GENOMIC TARGETING AND HIGH-RESOLUTION MAPPING OF THE TSN1 GENE IN WHEAT.

Authors: HAEN, KARRI - PLNT SCI, NDSU, FARGO, ND; LU, HUANGJUN - PLNT SCI, NDSU, FARGO, ND; Friesen, Timothy; Faris, Justin

Submitted to: Crop Science
Publication Type: Peer Reviewed Journal
Publication Acceptance Date: 12/1/2003
Publication Date: 5/1/2004
Citation: Haen, K.M., Lu, H., Friesen, T.L., Faris, J.D. 2004. Genomic targeting and high-resolution mapping of the tsn1 gene in wheat. Crop Science. Vol 44:951-962.

Interpretive Summary: Tan spot is a leaf disease of wheat and durum caused by the fungus Pyrenophora tritici-repentis. The fungus produces a protein toxin (Ptr ToxA) that causes severe disease on leaves of sensitive wheat genotypes. Sensitivity to the toxin is controlled by a single gene in the host designated as Tsn1. Tsn1 is located on the long arm of wheat and durum chromosome 5B. The objectives of this research were to identify DNA markers tightly linked to the Tsn1 gene and develop a high-resolution map of the Tsn1 region for purposes of cloning the gene. Using various molecular methodologies in combination with wheat and durum cytogentic stocks, we saturated the Tsn1 region with molecular markers. Two large segregating populations were used to construct high-resolution maps of the Tsn1 region, and we identified markers tightly linked to Tsn1. Comparisons with rice DNA sequences indicated that this region was not well conserved through evolution. This work provides the basis for the cloning of the Tsn1 gene, and once cloned, molecular aspects of the wheat-tan spot interaction can be characterized. This knowledge will aid in the development of more highly resistant wheat and durum cultivars and provide insights into host-toxin interactions in general.
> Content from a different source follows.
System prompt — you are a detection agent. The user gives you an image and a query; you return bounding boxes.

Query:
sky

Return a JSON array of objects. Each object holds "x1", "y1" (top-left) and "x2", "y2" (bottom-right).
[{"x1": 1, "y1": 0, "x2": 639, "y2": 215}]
Technical Abstract: Tan spot, caused by the fungal pathogen Pyrenophora tritici-repentis causes severe yield losses in wheat and durum. The Tsn1 gene acts dominantly to confer sensitivity to a host-selective proteinacious toxin (Ptr ToxA) produced by the fungus. Our objectives were to: 1) Target markers to the Tsn1 genomic region, and 2) develop a high-resolution map of the Tsn1 locus. The techniques of methylation-sensitive AFLP, traditional AFLP, and cDNA-AFLP were combined with bulked segregant analysis (BSA) using various wheat and durum cytogenetic stocks to target markers to the Tsn1 genomic region. Over 500 primer combinations were screened resulting in the identification of 18 low-copy markers closely linked to Tsn1. High-resolution mapping of the markers delineated the Tsn1 gene to a 0.2 cM interval in a hexaploid wheat population consisting of 1,266 gametes, and to 0.8 cM in a durum wheat population consisting of 1,860 gametes. Comparisons with rice BAC/PAC sequences indicated the absence of synteny within the Tsn1 genomic region. Tsn1 is located within a gene-rich recombination hot spot region, and the physical distance separating the flanking markers may be as little as 200 kb. Therefore, these markers will serve as a basis for the map-based cloning of Tsn1. The isolation of Tsn1 will further our knowledge of wheat-tan spot interactions as well as host-pathogen interactions in general.